CAL FIRE’s Fire Prevention Grants enable local organizations such as fire safe councils to implement activities that address the risk of wildfire and reduce wildfire potential for communities. Funded activities include fuel reduction, wildfire planning and fire prevention education. The projects meet the goals and objectives of California’s Wildfire and Forest Resilience Action Plan, as well as the State’s Strategic Fire Plan.
The Los Angeles non-profit Social and Environmental Entrepreneurs is one of many organizations receiving funding for its work to create fire-adapted communities in Southern California while building workforce capacity to assist in that goal.
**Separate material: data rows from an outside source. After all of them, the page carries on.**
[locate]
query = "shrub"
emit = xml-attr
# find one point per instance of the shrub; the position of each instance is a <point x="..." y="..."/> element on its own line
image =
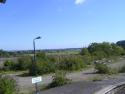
<point x="8" y="65"/>
<point x="7" y="85"/>
<point x="59" y="79"/>
<point x="72" y="63"/>
<point x="42" y="68"/>
<point x="122" y="69"/>
<point x="23" y="63"/>
<point x="102" y="68"/>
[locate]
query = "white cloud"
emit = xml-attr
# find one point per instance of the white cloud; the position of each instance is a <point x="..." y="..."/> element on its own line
<point x="77" y="2"/>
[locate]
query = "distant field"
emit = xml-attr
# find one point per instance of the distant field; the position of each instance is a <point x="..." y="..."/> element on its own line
<point x="64" y="52"/>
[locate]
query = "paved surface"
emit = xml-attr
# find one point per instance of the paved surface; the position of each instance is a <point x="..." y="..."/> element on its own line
<point x="82" y="87"/>
<point x="75" y="88"/>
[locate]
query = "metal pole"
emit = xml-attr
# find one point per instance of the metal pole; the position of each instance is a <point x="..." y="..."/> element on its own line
<point x="36" y="88"/>
<point x="35" y="72"/>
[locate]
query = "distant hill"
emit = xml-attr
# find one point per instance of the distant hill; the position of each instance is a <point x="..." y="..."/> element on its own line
<point x="121" y="43"/>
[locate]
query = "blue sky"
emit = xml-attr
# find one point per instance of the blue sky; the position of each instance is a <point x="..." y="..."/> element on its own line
<point x="61" y="23"/>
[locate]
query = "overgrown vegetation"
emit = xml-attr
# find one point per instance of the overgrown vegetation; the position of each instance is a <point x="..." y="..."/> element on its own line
<point x="104" y="69"/>
<point x="59" y="79"/>
<point x="7" y="85"/>
<point x="69" y="62"/>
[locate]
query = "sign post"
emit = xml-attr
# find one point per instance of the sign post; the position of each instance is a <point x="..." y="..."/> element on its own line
<point x="35" y="81"/>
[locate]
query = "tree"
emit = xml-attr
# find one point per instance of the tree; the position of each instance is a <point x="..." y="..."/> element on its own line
<point x="85" y="51"/>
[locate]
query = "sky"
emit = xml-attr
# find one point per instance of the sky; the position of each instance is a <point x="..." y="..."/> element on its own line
<point x="60" y="23"/>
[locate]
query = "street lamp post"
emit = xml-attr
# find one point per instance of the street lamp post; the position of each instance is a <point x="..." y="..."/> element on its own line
<point x="34" y="62"/>
<point x="34" y="55"/>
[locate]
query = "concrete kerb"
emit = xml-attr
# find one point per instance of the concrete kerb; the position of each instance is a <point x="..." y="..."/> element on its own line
<point x="109" y="88"/>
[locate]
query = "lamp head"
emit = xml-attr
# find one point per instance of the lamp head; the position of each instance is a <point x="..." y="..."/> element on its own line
<point x="38" y="37"/>
<point x="2" y="1"/>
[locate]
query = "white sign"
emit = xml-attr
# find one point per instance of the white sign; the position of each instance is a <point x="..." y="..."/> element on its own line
<point x="36" y="79"/>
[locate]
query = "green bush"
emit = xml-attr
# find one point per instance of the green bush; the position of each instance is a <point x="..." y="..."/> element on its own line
<point x="8" y="65"/>
<point x="42" y="68"/>
<point x="122" y="69"/>
<point x="72" y="63"/>
<point x="102" y="68"/>
<point x="59" y="79"/>
<point x="23" y="63"/>
<point x="7" y="85"/>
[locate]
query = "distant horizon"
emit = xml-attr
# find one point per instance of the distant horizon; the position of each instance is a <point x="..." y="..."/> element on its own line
<point x="57" y="48"/>
<point x="60" y="23"/>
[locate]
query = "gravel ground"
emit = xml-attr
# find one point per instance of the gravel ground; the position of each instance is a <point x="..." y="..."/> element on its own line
<point x="26" y="85"/>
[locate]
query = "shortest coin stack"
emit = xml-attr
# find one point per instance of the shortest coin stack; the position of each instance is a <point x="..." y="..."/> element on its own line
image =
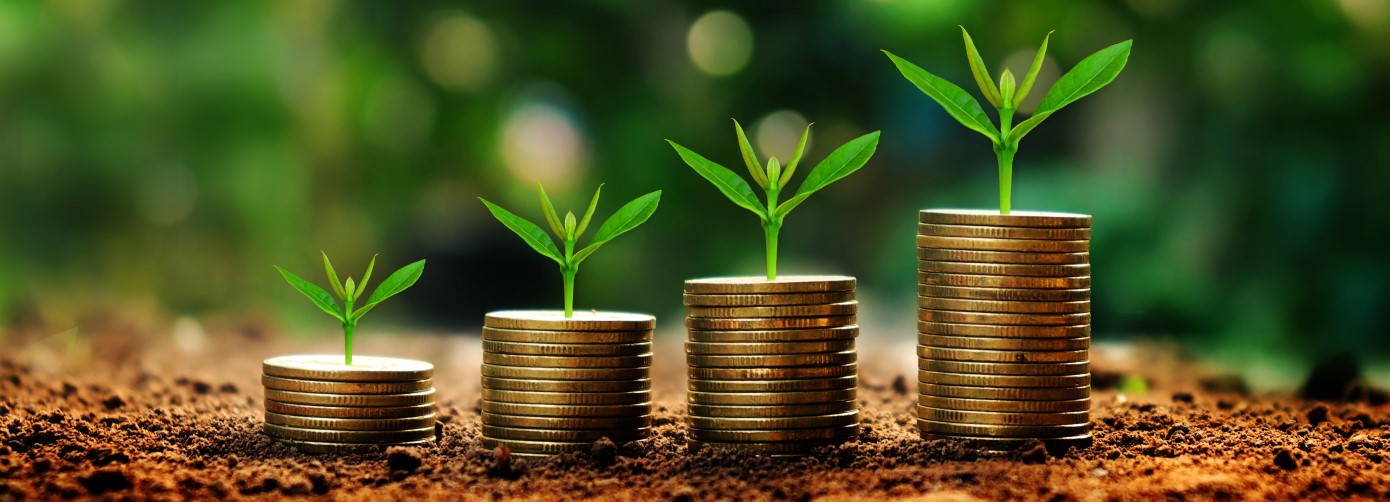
<point x="772" y="363"/>
<point x="320" y="405"/>
<point x="553" y="384"/>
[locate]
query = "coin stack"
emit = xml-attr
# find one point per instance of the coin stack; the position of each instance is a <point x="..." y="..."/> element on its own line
<point x="553" y="384"/>
<point x="1004" y="327"/>
<point x="772" y="363"/>
<point x="320" y="405"/>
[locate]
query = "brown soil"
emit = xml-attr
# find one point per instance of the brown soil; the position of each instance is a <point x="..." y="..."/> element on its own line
<point x="134" y="427"/>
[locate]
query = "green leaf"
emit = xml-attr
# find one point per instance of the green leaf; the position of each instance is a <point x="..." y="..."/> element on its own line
<point x="841" y="163"/>
<point x="321" y="298"/>
<point x="332" y="277"/>
<point x="977" y="68"/>
<point x="730" y="184"/>
<point x="594" y="205"/>
<point x="1033" y="73"/>
<point x="627" y="217"/>
<point x="1091" y="74"/>
<point x="394" y="284"/>
<point x="795" y="157"/>
<point x="551" y="216"/>
<point x="955" y="100"/>
<point x="528" y="231"/>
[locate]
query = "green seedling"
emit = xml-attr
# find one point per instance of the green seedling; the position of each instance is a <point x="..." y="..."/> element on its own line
<point x="570" y="230"/>
<point x="844" y="160"/>
<point x="349" y="292"/>
<point x="1087" y="77"/>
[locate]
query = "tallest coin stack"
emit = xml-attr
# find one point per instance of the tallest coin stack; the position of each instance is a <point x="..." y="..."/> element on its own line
<point x="1004" y="327"/>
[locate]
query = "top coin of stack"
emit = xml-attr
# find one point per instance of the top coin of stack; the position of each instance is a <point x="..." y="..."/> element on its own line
<point x="553" y="384"/>
<point x="1004" y="327"/>
<point x="772" y="363"/>
<point x="320" y="405"/>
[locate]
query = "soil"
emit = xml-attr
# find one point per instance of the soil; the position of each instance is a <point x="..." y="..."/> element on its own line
<point x="180" y="417"/>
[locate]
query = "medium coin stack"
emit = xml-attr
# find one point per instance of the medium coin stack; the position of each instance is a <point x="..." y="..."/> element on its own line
<point x="772" y="363"/>
<point x="553" y="384"/>
<point x="320" y="405"/>
<point x="1004" y="327"/>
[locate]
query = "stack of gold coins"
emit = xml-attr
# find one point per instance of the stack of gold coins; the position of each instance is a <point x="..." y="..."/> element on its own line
<point x="772" y="363"/>
<point x="553" y="384"/>
<point x="321" y="405"/>
<point x="1004" y="327"/>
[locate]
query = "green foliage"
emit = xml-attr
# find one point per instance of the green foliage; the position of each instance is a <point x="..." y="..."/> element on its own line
<point x="350" y="291"/>
<point x="1087" y="77"/>
<point x="843" y="162"/>
<point x="570" y="228"/>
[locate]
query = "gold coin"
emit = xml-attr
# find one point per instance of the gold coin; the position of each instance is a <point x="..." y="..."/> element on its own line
<point x="767" y="299"/>
<point x="349" y="399"/>
<point x="1004" y="269"/>
<point x="565" y="337"/>
<point x="1008" y="406"/>
<point x="563" y="435"/>
<point x="769" y="398"/>
<point x="1004" y="331"/>
<point x="555" y="320"/>
<point x="779" y="310"/>
<point x="773" y="385"/>
<point x="777" y="348"/>
<point x="995" y="380"/>
<point x="777" y="423"/>
<point x="1015" y="308"/>
<point x="349" y="424"/>
<point x="1001" y="319"/>
<point x="569" y="412"/>
<point x="569" y="362"/>
<point x="573" y="423"/>
<point x="566" y="385"/>
<point x="567" y="349"/>
<point x="772" y="373"/>
<point x="769" y="323"/>
<point x="1002" y="431"/>
<point x="320" y="448"/>
<point x="1005" y="369"/>
<point x="1005" y="344"/>
<point x="773" y="335"/>
<point x="349" y="412"/>
<point x="770" y="412"/>
<point x="325" y="435"/>
<point x="566" y="373"/>
<point x="1005" y="232"/>
<point x="994" y="219"/>
<point x="1004" y="245"/>
<point x="341" y="387"/>
<point x="774" y="434"/>
<point x="1004" y="281"/>
<point x="982" y="256"/>
<point x="759" y="285"/>
<point x="773" y="360"/>
<point x="1058" y="394"/>
<point x="366" y="369"/>
<point x="567" y="398"/>
<point x="1002" y="356"/>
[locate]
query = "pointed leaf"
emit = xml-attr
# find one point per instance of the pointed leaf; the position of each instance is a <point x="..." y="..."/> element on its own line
<point x="528" y="231"/>
<point x="321" y="298"/>
<point x="957" y="102"/>
<point x="977" y="68"/>
<point x="730" y="184"/>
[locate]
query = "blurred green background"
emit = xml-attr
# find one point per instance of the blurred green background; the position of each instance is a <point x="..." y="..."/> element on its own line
<point x="157" y="157"/>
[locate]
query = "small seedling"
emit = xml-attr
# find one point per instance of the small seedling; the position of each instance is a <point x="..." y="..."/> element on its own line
<point x="847" y="159"/>
<point x="349" y="292"/>
<point x="1087" y="77"/>
<point x="571" y="228"/>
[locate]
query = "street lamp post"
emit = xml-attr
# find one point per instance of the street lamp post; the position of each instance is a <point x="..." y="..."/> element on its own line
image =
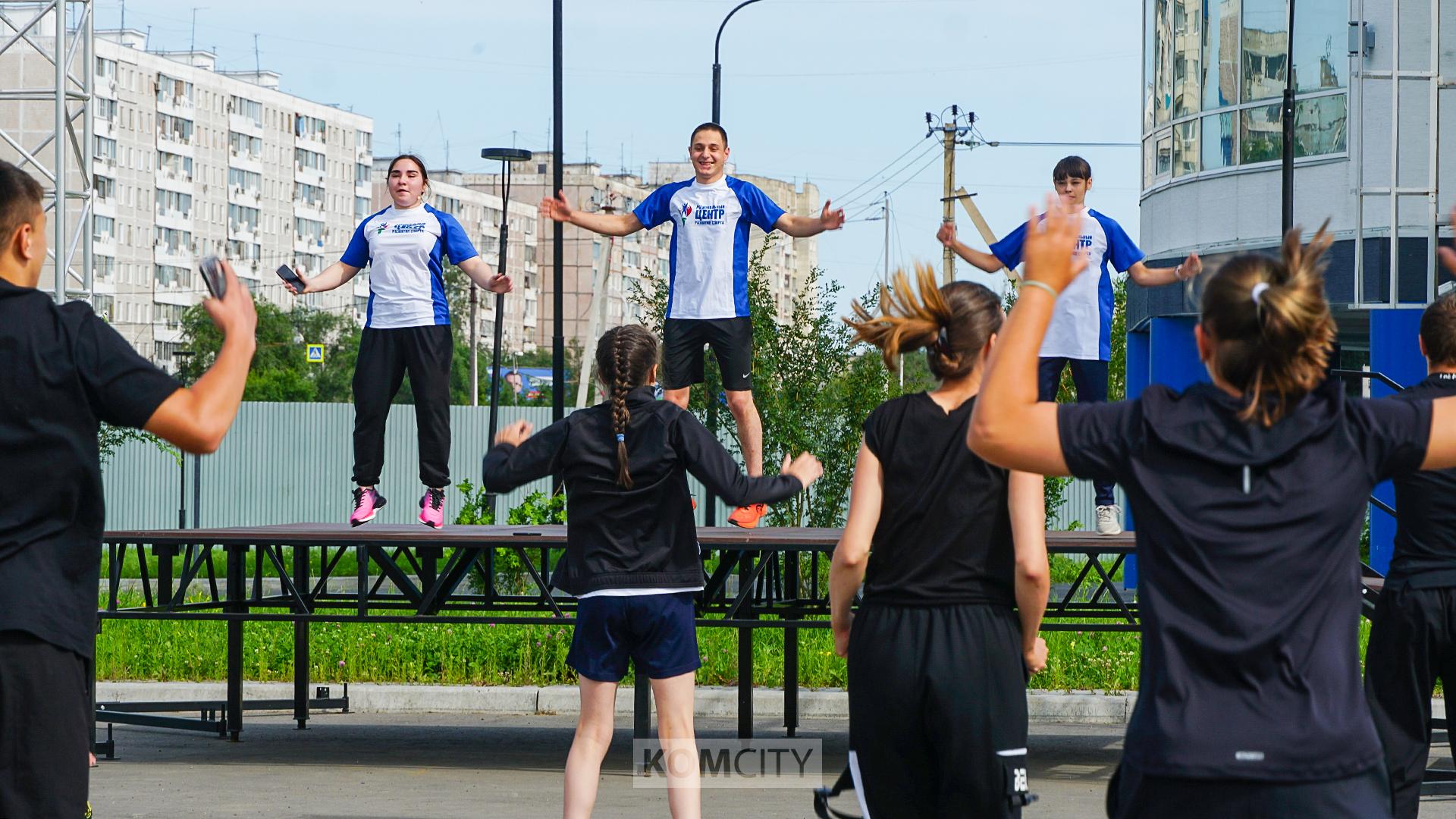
<point x="717" y="67"/>
<point x="507" y="156"/>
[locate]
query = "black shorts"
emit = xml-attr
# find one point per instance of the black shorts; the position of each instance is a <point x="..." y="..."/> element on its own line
<point x="44" y="727"/>
<point x="1134" y="796"/>
<point x="938" y="711"/>
<point x="683" y="343"/>
<point x="654" y="632"/>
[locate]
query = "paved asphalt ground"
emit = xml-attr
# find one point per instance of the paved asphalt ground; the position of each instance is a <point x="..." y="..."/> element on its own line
<point x="446" y="765"/>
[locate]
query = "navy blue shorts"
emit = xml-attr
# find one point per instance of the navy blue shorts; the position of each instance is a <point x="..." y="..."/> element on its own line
<point x="654" y="632"/>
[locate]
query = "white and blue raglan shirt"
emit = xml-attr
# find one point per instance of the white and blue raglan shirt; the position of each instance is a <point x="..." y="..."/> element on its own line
<point x="1082" y="322"/>
<point x="403" y="248"/>
<point x="708" y="259"/>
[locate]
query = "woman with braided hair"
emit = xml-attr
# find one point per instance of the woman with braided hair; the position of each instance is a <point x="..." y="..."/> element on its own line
<point x="632" y="548"/>
<point x="1248" y="493"/>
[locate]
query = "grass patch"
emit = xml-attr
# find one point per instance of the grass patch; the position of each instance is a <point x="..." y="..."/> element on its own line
<point x="441" y="653"/>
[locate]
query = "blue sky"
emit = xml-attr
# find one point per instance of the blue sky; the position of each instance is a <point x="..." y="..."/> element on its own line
<point x="823" y="89"/>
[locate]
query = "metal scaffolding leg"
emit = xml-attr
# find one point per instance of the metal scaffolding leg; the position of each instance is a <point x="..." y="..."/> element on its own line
<point x="60" y="33"/>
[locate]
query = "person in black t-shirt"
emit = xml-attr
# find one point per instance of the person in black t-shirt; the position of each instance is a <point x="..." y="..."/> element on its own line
<point x="946" y="545"/>
<point x="632" y="557"/>
<point x="1413" y="640"/>
<point x="1248" y="494"/>
<point x="64" y="372"/>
In Amador County, a grant has been awarded to the Amador Resource Conservation District for a community chipping project that will reduce fire risk across the county, while creating defensible space around homes, assisting residents, improving water retention, as well as reducing greenhouse gases.
In April, Governor Newsom signed SB 85 providing $536 million in early action funding to accelerate forest health, fire prevention and climate resiliency projects. CAL FIRE worked swiftly to ensure this funding could be implemented on the ground as soon as possible.
The “early action funding” allocated $123 million for CAL FIRE’s Fire Prevention Grant Program, including $50 million from the Greenhouse Gas Reduction Fund (GGRF) for California Climate Investments (CCI), with an additional $73 million coming from the State’s General Fund. CCI is a statewide program that puts billions of Cap-and-Trade dollars to work reducing greenhouse gas emissions, strengthening the economy, and improving public health and the environment – particularly in disadvantaged communities. An additional $14.8 million is being reallocated for grants from the Department’s GGRF allocation from 20/21 budget.